いつもより男らしいトーヤくんに対する、ドキドキした感情……。
けれど、どこか胸がチクリと痛む、この感じ……。
『――でも、全部トーヤくんがイケナイんだよ? だって、ボクをこうしたのは、全部トーヤくんなんだからね……』
ギブリールは呟くと、熱っぽい視線をベッドの上のトーヤへと向ける……。
――と、その時。
『あらあら〜♡ あの仏頂面のリーゼロッテが、あんな女の子の顔をするなんて……。やるわね〜、トーヤちゃん♡』
突如として聞こえてくる、聞き馴染みのある"ゆるふわ"声。
トーヤくんとのチャンネルに、突然女神さまが割り込んできたのだった。
『わわっ、女神さま……!? てっきり、帰ったのかと……』
『うふふ、帰る訳ないじゃないですか〜♡ そんなことより、いい所なんですから! ギブちゃんも、一緒に見ましょ?』
そう言って女神さまは、悪戯っぽい笑みを浮かべる。
女神さまは早速自分のスペースを確保すると、キラキラした目で目の前の景色を見つめるのだった。
『うふふ、役得、役得♪』
ホクホク顔の女神さまに、ギブリールも内心『いやいや、役得じゃないですってば、女神さまっ!』と思いつつ……。自分も人のことを言えないので、ギブリールは黙り込むのだった。

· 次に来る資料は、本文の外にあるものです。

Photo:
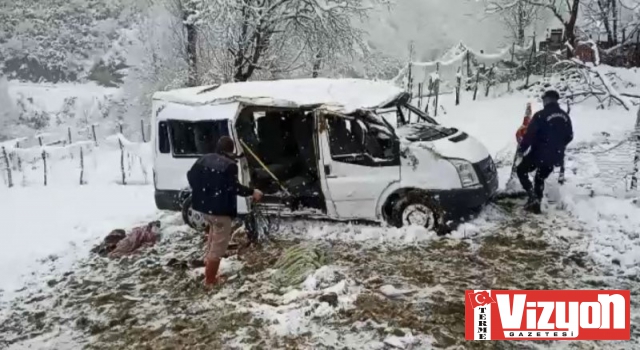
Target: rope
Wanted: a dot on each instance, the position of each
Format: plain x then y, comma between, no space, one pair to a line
244,146
259,226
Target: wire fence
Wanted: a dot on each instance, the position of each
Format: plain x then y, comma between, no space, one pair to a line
20,158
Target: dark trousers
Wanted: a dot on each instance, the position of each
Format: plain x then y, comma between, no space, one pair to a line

――そして、女神さまを交えての突然の鑑賞会が始まる。
三人が絡み始める度にドキマギするギブリール。そして一方、嬉しそうに「きゃー!」と黄色い声援を上げる女神さま。
『ふふっ、でも、ギブちゃんが男の子の背中を押してあげようだなんて。ギブちゃんも変わったのねー』
目の前で抱き合い、熱いキスを繰り広げるリゼとトーヤの二人を見つめながら――女神さまはしみじみと、感慨深そうに呟く。

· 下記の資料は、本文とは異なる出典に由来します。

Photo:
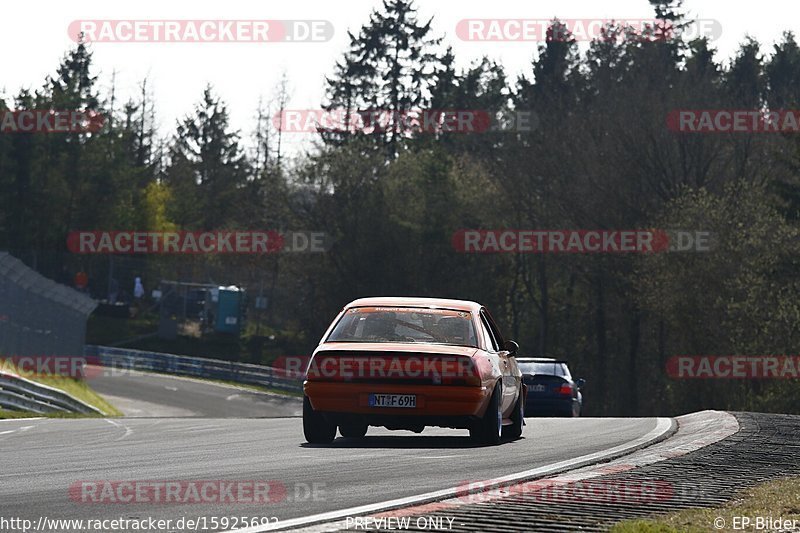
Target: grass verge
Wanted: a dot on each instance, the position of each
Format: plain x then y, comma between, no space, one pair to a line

『でも……それじゃあ誰がギブちゃんの背中を押すのかしら?』
ボクは女神さまの言葉にハッとすると、女神さまの顔を見上げる。
――この世の全てを慈しむ、女神さまの瞳。それがボクに向けられていた。
『そんなの、ボクだって……』
ギブリールは思わず言葉に詰まる。
リゼちゃんだってエレナさんだって……二人はトーヤくんの側にいるのに、どうしてボクだけ『見てる』だけなんだろう。

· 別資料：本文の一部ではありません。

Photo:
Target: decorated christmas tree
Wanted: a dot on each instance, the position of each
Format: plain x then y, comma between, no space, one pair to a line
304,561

そう思うことは、一度や二度じゃなかった。けれど……その度に明るく振る舞って、自分の気持ちを誤魔化してきた。
『元気が出る薬』でトーヤくんの背中を押したのだって……トーヤくんに、ボクのことを見て貰いたかったからだ。
――このまま見ているだけだなんて……絶対にイヤだ。全身でトーヤくんのことを感じたい。抱きしめられたい。抱きついて匂いを嗅ぎたい。トーヤくんと同じ物を食べて、トーヤくんと同じ風を感じたい。よしよしと頭を撫でて欲しい。『チュー』だってして欲しい。そして、何より――
――
女神さまは、ボクの瞳をジッと見つめる。
――雰囲気が、変わった。いつもの"ゆるふわ"な雰囲気の女神さまから、まるでスイッチが切り替わったかのように別人の雰囲気を纏う。
それはまるで、神託を下す時の女神さまのようで……
『――あなたの願い、聞き届けました』
そして女神さまは、ボクに向かって言うのだった。
『これより女神である私が命じます。
――天使ギブリールよ、これより地上へと降り立ち――『勇者トーヤ・アーモンド』と共に、セカイを救いなさい』
――ドクン。心臓の鼓動が高鳴る。
ボクも、トーヤくんと一緒に居られる……?
聞き間違いじゃないよね? けど、確かにボクの耳にはそう聞こえたんだ。トーヤくんと一緒に、世界を救えって……!
『め、女神さま……! い、いいんですかっ!?』
ボクははやる心で女神さまに問いただす。すると女神さまは、ニッコリと微笑んで首を縦に頷くのだった。
『頑張ってね、私の可愛いギブちゃん♡』
そんな女神さまのウィンクと共に、ボクの体は光に包まれる。
――ありがとう、女神さま……
そして、ギブリールの身体は地上へと降下する独特の感覚に包まれる。
やがてギブリールの意識は、深い闇へと沈むのだった……。